FlaiChat is our chat app, like WhatsApp, that does automatic translations. People type in their own languages and the everyone in the group reads the messages in their own language, automatically.
The LLM use-case is obvious to anyone who has called an openai API. There's some code involved to structure the request and obtain a structured response (we want a structured response with translation in all the languages being spoken in the group for one thing...and other promptish stuff)
What's not obvious is what happens when the message is just one giant block of emojis, like ❤️😘❤️😘❤️😘... (repeat 20x...) and the model just freaks the fuck out. Normal translations might take 500ms on a small/fast model. A wall of emojis could get stuck for 10s of seconds.
Seriously, try it out yourself. Build a simple API call that asks a model to translate a wall of emojis to a different language. Of course, don't forget to sternly tell the model "DO NOT TRY TO TRANSLATE EMOJIs" (or whatever the fuck you do to yell at the models). It does not work!

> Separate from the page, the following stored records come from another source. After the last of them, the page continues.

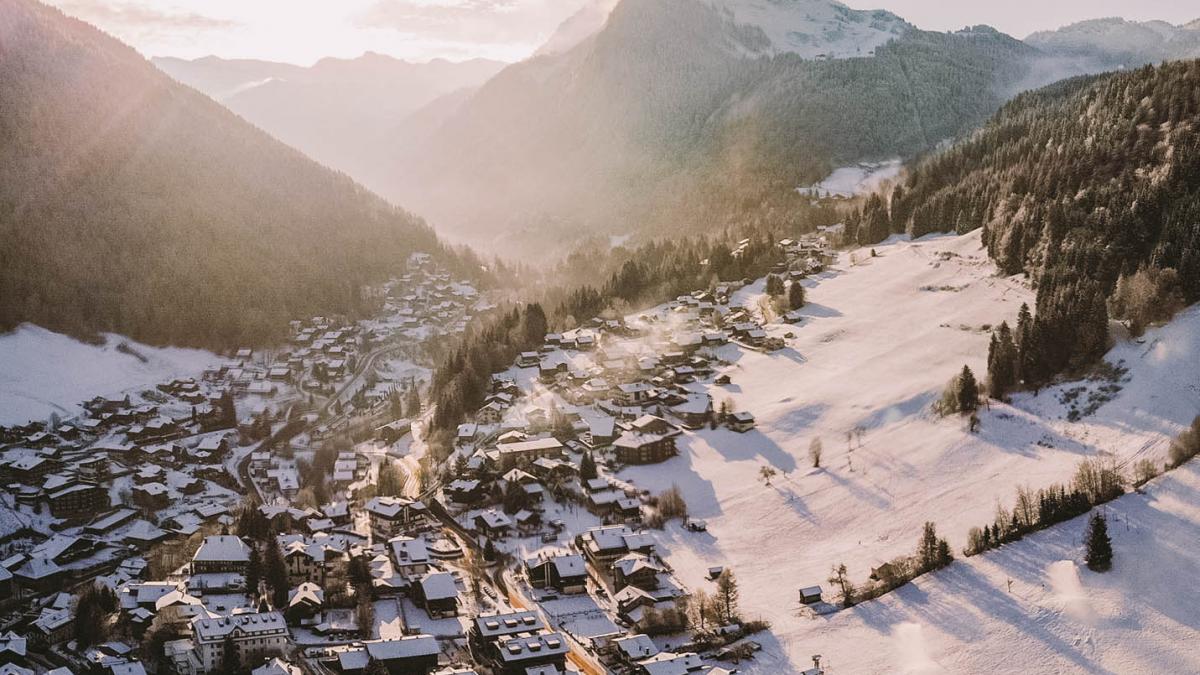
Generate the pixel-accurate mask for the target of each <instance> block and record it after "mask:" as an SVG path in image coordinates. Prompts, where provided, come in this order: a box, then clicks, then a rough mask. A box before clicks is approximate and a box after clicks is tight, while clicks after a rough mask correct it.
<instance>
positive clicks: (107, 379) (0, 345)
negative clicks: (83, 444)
mask: <svg viewBox="0 0 1200 675" xmlns="http://www.w3.org/2000/svg"><path fill="white" fill-rule="evenodd" d="M103 339H104V344H103V345H89V344H85V342H80V341H79V340H76V339H74V337H70V336H67V335H62V334H60V333H54V331H50V330H47V329H44V328H41V327H37V325H32V324H28V323H25V324H22V325H19V327H17V329H16V330H12V331H10V333H5V334H0V424H24V423H26V422H29V420H31V419H42V420H44V419H47V418H49V417H50V414H54V413H58V414H59V416H60V417H64V418H66V417H71V416H73V414H78V413H79V412H82V408H80V407H79V404H80V402H82V401H83V400H85V399H90V398H92V396H95V395H108V396H110V395H115V394H119V393H122V392H128V390H140V389H145V388H146V387H152V386H154V384H156V383H158V382H166V381H169V380H172V378H175V377H196V376H198V375H199V374H200V371H203V370H204V369H205V368H208V366H210V365H215V364H217V363H218V362H220V357H217V356H216V354H212V353H210V352H204V351H200V350H181V348H174V347H170V348H160V347H148V346H145V345H139V344H137V342H134V341H132V340H127V339H125V337H121V336H120V335H113V334H106V335H104V336H103ZM122 345H124V346H125V348H124V350H122V348H120V347H121V346H122Z"/></svg>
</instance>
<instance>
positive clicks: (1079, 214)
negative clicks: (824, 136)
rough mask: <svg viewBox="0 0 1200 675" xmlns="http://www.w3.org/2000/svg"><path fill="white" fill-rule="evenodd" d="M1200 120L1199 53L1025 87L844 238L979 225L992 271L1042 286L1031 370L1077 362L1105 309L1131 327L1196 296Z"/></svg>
mask: <svg viewBox="0 0 1200 675" xmlns="http://www.w3.org/2000/svg"><path fill="white" fill-rule="evenodd" d="M1198 118H1200V61H1178V62H1168V64H1163V65H1160V66H1147V67H1144V68H1139V70H1138V71H1134V72H1128V73H1121V74H1111V76H1100V77H1086V78H1076V79H1070V80H1066V82H1063V83H1060V84H1056V85H1052V86H1049V88H1045V89H1042V90H1038V91H1033V92H1028V94H1025V95H1021V96H1018V97H1016V98H1015V100H1013V101H1012V102H1010V103H1008V104H1007V106H1004V108H1002V109H1001V112H1000V113H998V114H996V115H995V117H994V118H992V119H991V121H989V123H988V125H985V126H984V129H983V130H980V131H979V132H977V133H974V135H973V136H972V137H971V138H968V139H967V141H965V142H962V143H960V144H958V145H955V147H954V148H952V149H949V150H947V151H944V153H941V154H937V155H935V156H932V157H929V159H926V160H925V161H923V162H920V163H919V165H917V166H916V167H914V168H913V169H912V172H911V174H910V175H908V177H907V179H906V180H905V181H904V183H902V184H901V185H899V186H896V187H895V189H894V191H892V193H890V195H889V196H888V197H883V196H878V195H876V196H872V197H871V198H870V199H869V201H868V202H866V203H865V204H864V207H863V208H862V210H860V211H859V213H858V214H857V215H856V217H853V219H852V222H851V232H852V234H853V237H856V239H857V240H858V241H859V243H863V244H870V243H875V241H878V240H881V239H883V238H884V237H887V235H888V234H890V233H904V232H907V233H908V234H912V235H913V237H919V235H922V234H926V233H930V232H959V233H964V232H968V231H972V229H974V228H978V227H982V228H983V240H984V244H985V245H986V246H988V251H989V253H990V255H991V257H992V258H994V259H995V261H996V263H997V265H1000V268H1001V270H1002V271H1003V273H1006V274H1016V273H1021V271H1027V273H1030V274H1031V275H1032V277H1033V280H1034V282H1036V283H1037V312H1036V313H1037V316H1036V317H1034V318H1033V322H1032V324H1031V333H1032V334H1033V335H1034V339H1036V341H1037V342H1038V345H1039V350H1038V353H1037V354H1036V356H1037V357H1038V360H1039V363H1038V368H1037V370H1042V371H1044V372H1045V374H1050V375H1052V374H1057V372H1061V371H1064V370H1068V369H1073V368H1078V366H1080V365H1082V364H1087V363H1091V362H1092V360H1094V359H1096V358H1098V357H1099V356H1100V354H1103V352H1104V351H1105V350H1106V346H1108V345H1106V323H1108V319H1109V317H1110V312H1111V316H1114V317H1116V318H1126V319H1129V321H1130V324H1134V325H1133V327H1134V328H1140V325H1144V324H1145V322H1146V321H1150V319H1154V318H1162V315H1163V312H1162V311H1157V312H1153V311H1151V312H1147V311H1146V310H1147V307H1156V306H1157V307H1162V306H1170V305H1175V306H1178V305H1181V304H1184V303H1188V304H1189V303H1194V301H1196V300H1200V129H1198ZM1122 280H1127V281H1124V282H1122ZM1133 280H1136V281H1138V283H1133V282H1132V281H1133ZM1118 286H1121V292H1120V293H1114V291H1115V289H1117V288H1118ZM1110 298H1112V299H1114V300H1115V301H1112V303H1111V304H1110V303H1109V300H1110ZM1130 298H1132V299H1133V301H1130V300H1129V299H1130ZM1147 313H1151V315H1154V316H1151V317H1150V318H1147Z"/></svg>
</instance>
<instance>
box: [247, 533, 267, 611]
mask: <svg viewBox="0 0 1200 675" xmlns="http://www.w3.org/2000/svg"><path fill="white" fill-rule="evenodd" d="M262 580H263V556H262V555H259V552H258V545H257V544H252V545H251V546H250V562H248V563H247V565H246V592H247V593H250V597H251V598H257V597H258V583H259V581H262Z"/></svg>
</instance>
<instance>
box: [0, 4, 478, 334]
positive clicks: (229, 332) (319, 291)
mask: <svg viewBox="0 0 1200 675" xmlns="http://www.w3.org/2000/svg"><path fill="white" fill-rule="evenodd" d="M0 59H2V60H4V62H5V66H6V67H5V68H0V92H2V96H4V100H5V112H4V114H2V115H0V137H4V138H5V139H6V141H5V143H0V239H2V240H4V241H5V246H2V247H0V297H2V298H4V299H5V301H4V303H0V329H7V328H11V327H13V325H17V324H19V323H22V322H26V321H28V322H31V323H36V324H38V325H42V327H44V328H48V329H52V330H56V331H62V333H70V334H72V335H78V336H90V335H94V334H95V333H98V331H114V333H122V334H126V335H130V336H131V337H133V339H137V340H139V341H143V342H148V344H152V345H180V346H205V347H227V346H232V345H235V344H240V342H244V341H245V342H251V344H262V342H263V341H266V340H271V339H274V337H277V336H280V335H281V334H282V333H283V331H284V330H286V328H287V321H289V319H292V318H296V317H299V316H311V315H312V313H320V312H331V313H348V315H353V313H355V312H356V311H359V309H360V307H361V306H362V301H364V299H362V297H361V294H360V289H361V286H362V285H365V283H367V282H370V281H373V280H382V279H385V277H386V276H388V275H389V274H390V271H391V270H395V269H396V265H397V264H400V262H397V259H398V261H401V262H402V259H403V258H404V257H407V255H408V253H409V252H412V251H415V250H424V251H428V252H432V253H436V255H438V256H439V257H442V258H444V259H446V261H450V262H451V263H455V267H456V268H457V270H460V271H469V269H470V263H469V262H467V261H466V259H462V258H457V257H455V256H451V255H450V252H449V251H448V250H446V249H445V247H444V246H443V245H442V244H440V243H439V241H438V239H437V237H436V235H434V234H433V231H432V229H431V228H428V226H426V225H425V223H424V222H422V221H420V220H419V219H416V217H414V216H412V215H410V214H408V213H406V211H403V210H401V209H397V208H395V207H392V205H390V204H388V203H386V202H384V201H383V199H382V198H379V197H378V196H374V195H372V193H370V192H367V191H366V190H365V189H364V187H362V186H360V185H358V184H355V183H354V181H352V180H350V179H349V178H347V177H346V175H342V174H337V173H335V172H332V171H329V169H326V168H324V167H320V166H319V165H317V163H316V162H313V161H312V160H310V159H307V157H305V156H302V155H301V154H300V153H299V151H298V150H295V149H293V148H289V147H287V145H284V144H283V143H280V142H278V141H276V139H274V138H271V137H270V136H268V135H266V133H265V132H263V131H259V130H257V129H254V127H253V126H251V125H248V124H246V123H245V121H244V120H242V119H240V118H238V117H236V115H235V114H233V113H230V112H229V110H228V109H226V108H223V107H222V106H220V104H218V103H216V102H215V101H212V100H211V98H209V97H206V96H204V95H202V94H199V92H198V91H194V90H193V89H191V88H187V86H184V85H180V84H178V83H176V82H174V80H173V79H170V78H169V77H167V76H166V74H163V73H162V72H161V71H158V70H157V68H156V67H154V66H152V65H151V64H150V62H149V61H146V60H145V59H143V58H142V56H140V55H139V54H138V53H137V52H134V50H133V49H132V48H130V47H127V46H125V44H122V43H120V42H119V41H116V40H115V38H112V37H109V36H107V35H104V34H102V32H101V31H98V30H97V29H95V28H92V26H91V25H89V24H86V23H84V22H80V20H77V19H73V18H70V17H67V16H65V14H64V13H62V12H60V11H59V10H55V8H52V7H48V6H46V5H42V4H40V2H35V1H32V0H10V1H7V2H5V4H2V5H0Z"/></svg>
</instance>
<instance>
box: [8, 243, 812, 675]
mask: <svg viewBox="0 0 1200 675" xmlns="http://www.w3.org/2000/svg"><path fill="white" fill-rule="evenodd" d="M779 246H780V249H781V250H782V251H784V252H785V259H786V262H784V263H781V264H780V265H779V268H778V269H775V270H774V273H775V275H776V279H778V280H781V282H784V283H788V285H793V283H799V282H800V280H802V279H804V277H806V276H808V275H810V274H815V273H818V271H821V270H822V269H823V268H824V267H826V265H827V264H829V263H830V262H832V261H833V259H834V257H835V256H834V253H833V252H832V251H830V250H829V247H828V245H827V243H826V240H824V238H823V237H821V235H820V234H818V235H812V237H808V238H804V239H802V240H791V239H788V240H784V241H780V243H779ZM732 253H733V255H734V256H737V255H738V253H739V251H738V250H734V251H732ZM743 286H744V282H733V283H721V285H718V286H715V287H714V288H710V289H701V291H696V292H695V293H691V294H688V295H683V297H679V298H677V299H676V300H673V301H671V303H667V304H665V305H662V306H659V307H655V309H653V310H648V311H646V312H644V313H640V315H637V316H629V317H623V318H595V319H592V321H589V322H586V323H584V324H583V325H581V327H577V328H575V329H572V330H569V331H565V333H562V334H550V335H546V336H545V342H544V345H542V346H541V348H539V350H538V351H533V352H527V353H522V354H520V357H518V358H517V360H516V363H514V364H512V366H511V368H510V369H508V370H506V371H504V372H500V374H496V375H494V376H493V377H492V387H491V394H490V395H488V398H487V400H486V402H485V405H484V406H482V407H481V408H480V410H478V411H475V412H474V414H473V416H472V417H473V419H472V420H470V422H468V423H464V424H462V425H461V426H460V428H458V432H457V436H456V438H455V440H454V446H455V447H454V450H452V453H451V455H450V456H449V458H448V459H446V460H445V461H444V462H440V465H437V466H428V464H426V465H425V466H421V465H420V461H419V460H421V459H422V454H424V450H425V448H424V443H422V438H421V437H420V434H421V420H422V417H424V416H425V414H426V413H427V412H428V411H426V410H424V407H422V406H421V405H420V396H419V394H418V392H419V387H420V383H421V381H422V380H424V378H425V376H427V372H428V371H427V370H425V368H424V366H421V365H419V364H418V363H416V359H418V358H419V350H418V348H416V347H415V346H419V345H421V344H424V342H426V341H428V340H431V339H436V337H439V336H442V335H448V334H456V333H460V331H462V330H464V329H466V327H467V322H468V319H469V317H470V316H472V313H473V312H475V311H480V310H482V309H486V304H485V303H484V301H482V300H481V299H480V298H479V297H478V293H475V291H474V289H473V288H470V287H469V285H466V283H461V282H454V281H451V280H450V277H449V275H446V274H445V273H444V271H440V270H439V269H437V265H434V264H433V263H432V262H431V259H430V258H428V257H425V256H414V258H413V259H410V261H409V267H408V270H407V271H406V274H404V275H403V276H401V277H398V279H396V280H394V282H391V283H389V285H388V286H385V287H383V288H379V289H377V293H378V298H377V300H378V307H379V309H378V312H377V313H376V315H374V316H373V317H372V318H371V319H367V321H359V322H348V321H344V319H338V318H334V317H313V318H310V319H306V321H298V322H294V323H293V327H292V328H293V337H292V341H290V344H289V345H287V346H286V347H283V348H281V350H278V351H270V352H268V351H262V350H257V351H256V350H251V348H245V350H240V351H238V352H236V353H235V354H233V356H232V357H230V358H229V359H228V360H227V362H226V363H222V364H220V365H218V366H215V368H212V369H210V370H209V371H206V372H204V374H200V376H199V377H198V378H194V380H187V378H184V380H175V381H172V382H167V383H163V384H161V386H158V387H157V388H155V389H154V390H146V392H139V393H130V394H126V395H122V396H120V398H103V396H101V398H97V399H95V400H91V401H89V402H88V404H85V408H86V411H88V412H86V414H85V416H82V417H79V418H73V419H66V420H60V419H54V420H50V422H49V423H31V424H28V425H22V426H18V428H10V429H5V430H2V437H0V441H2V442H4V448H5V449H4V452H2V455H0V471H2V473H4V477H5V479H6V483H7V484H8V490H7V495H6V501H7V503H6V506H7V507H8V508H10V514H11V516H12V519H13V522H12V524H11V525H10V526H8V537H7V538H6V543H5V550H4V551H0V552H4V554H5V556H6V557H5V558H4V560H0V597H2V598H4V599H5V602H6V605H7V607H8V608H10V610H11V611H10V614H8V615H6V616H5V617H4V621H2V629H4V631H6V632H7V633H6V634H7V638H2V640H7V645H8V646H7V649H6V650H5V651H2V653H4V655H5V656H4V659H2V661H6V664H5V665H4V668H6V669H7V670H4V673H12V674H22V673H40V671H48V670H52V668H60V669H68V670H59V671H71V673H84V671H106V673H114V674H115V673H122V674H136V673H143V671H158V673H164V671H170V673H179V674H181V675H185V674H186V675H199V674H208V673H227V671H239V670H247V671H248V670H253V673H254V674H256V675H283V674H289V675H290V674H298V673H312V671H317V673H326V671H330V673H344V674H352V675H353V674H359V673H364V674H366V673H383V671H386V673H392V674H432V673H438V674H450V673H455V674H467V673H478V674H480V675H486V674H498V675H554V674H564V673H622V674H625V673H628V674H646V675H676V674H678V675H684V674H692V673H695V674H701V675H703V674H710V675H721V674H726V673H732V671H736V670H734V669H736V667H737V663H738V662H740V661H742V659H745V658H752V656H754V652H755V651H756V650H757V649H758V645H757V644H756V643H755V641H754V639H752V634H754V633H755V632H757V631H760V629H762V628H763V627H764V626H763V625H761V623H758V622H755V621H754V620H752V619H748V617H743V616H742V615H740V614H739V613H738V609H737V589H736V580H734V577H733V573H732V571H727V569H724V568H722V567H719V566H718V567H713V568H712V569H710V571H709V578H710V579H709V584H710V585H712V587H710V589H706V590H704V593H703V596H704V597H707V598H710V599H709V601H707V602H709V603H710V607H707V608H700V609H696V608H695V604H694V603H695V601H696V593H695V591H696V590H695V589H688V587H686V586H685V585H684V584H683V583H680V580H679V579H678V578H677V577H676V575H674V573H673V571H672V569H671V566H670V565H667V562H666V561H665V560H664V558H662V557H661V556H660V555H659V551H658V546H656V536H655V533H654V532H655V528H658V527H661V526H662V522H664V521H665V520H670V519H674V518H682V519H684V522H685V526H686V528H688V530H690V531H692V532H694V533H696V536H702V533H703V531H704V528H706V524H704V522H703V521H701V520H696V519H689V518H688V516H686V506H685V504H683V503H682V502H683V500H682V497H680V496H679V495H678V494H677V492H676V494H674V495H672V494H670V491H668V492H667V494H652V492H650V491H649V490H646V489H642V488H640V486H638V485H636V484H634V483H632V482H631V480H629V479H623V478H622V470H623V468H624V467H626V466H632V465H641V466H648V465H656V464H659V462H662V461H665V460H667V459H670V458H672V456H674V455H676V454H677V453H678V449H677V441H678V438H680V437H682V436H683V435H686V434H702V432H706V430H708V429H716V428H719V426H724V428H727V429H730V430H732V431H736V432H743V434H750V432H754V430H755V418H754V414H752V411H737V410H732V405H731V402H730V401H727V400H714V398H713V395H712V394H710V393H708V392H707V390H706V389H709V388H715V389H719V388H721V387H727V386H731V384H732V381H731V376H730V374H728V371H730V370H731V369H730V368H728V365H730V359H728V357H730V354H731V353H732V352H731V351H738V350H755V351H768V352H769V351H774V350H778V348H780V347H782V345H784V340H785V339H786V335H782V336H781V335H774V336H772V335H768V331H767V330H766V328H764V324H766V323H768V322H773V323H775V324H776V327H778V325H779V324H784V325H786V324H787V323H797V322H799V321H800V316H799V315H798V313H797V312H794V311H791V310H788V309H787V307H784V309H780V307H776V306H768V305H761V306H757V307H755V306H738V305H737V304H736V303H732V301H731V299H732V298H733V297H734V294H736V293H737V291H738V289H739V288H740V287H743ZM776 333H778V330H776ZM413 401H415V402H413ZM346 438H356V440H360V442H358V443H346V442H344V440H346ZM323 458H324V459H323ZM426 459H427V458H426ZM326 460H328V461H326ZM322 461H326V464H328V466H326V465H322ZM313 466H320V468H319V470H314V468H313ZM313 471H318V472H320V471H324V472H325V473H324V474H323V476H319V477H318V478H317V479H316V480H314V479H313V478H312V472H313ZM397 477H398V478H397ZM247 497H248V498H247ZM96 589H101V590H102V591H103V592H101V591H96ZM808 593H809V595H808V596H806V597H808V598H809V602H814V603H817V602H820V601H821V590H820V589H809V590H808ZM97 598H98V599H97ZM722 598H724V602H719V601H721V599H722ZM97 603H98V604H100V605H103V604H104V603H112V604H113V605H114V609H115V611H114V613H113V614H115V619H112V615H113V614H106V615H104V616H108V619H106V620H104V621H106V622H107V626H106V627H104V629H103V631H101V632H100V633H90V632H89V628H86V627H80V626H82V622H83V621H84V620H85V617H86V616H91V614H85V611H88V613H90V611H91V608H92V607H94V605H96V604H97ZM689 603H692V609H690V610H689V609H688V608H689ZM85 608H86V609H85ZM694 615H695V616H694ZM85 634H98V635H100V637H101V638H102V639H97V640H88V639H85V638H83V637H82V635H85ZM85 643H86V644H85ZM812 673H820V664H815V667H814V670H812Z"/></svg>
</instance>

So the fix for us turned into a little pipeline of its own. We detect long emoji runs before building the prompt, swap them out for a placeholder like __EMOJIS&%!%%__ or whatever, and then tell the model in the prompt to leave that token in the appropriate place in the translation and so on. You know... prompt engineering.
Yet another data point on how software is never finished. Also another data point on the jagged edges of the LLM experience, if any more were needed.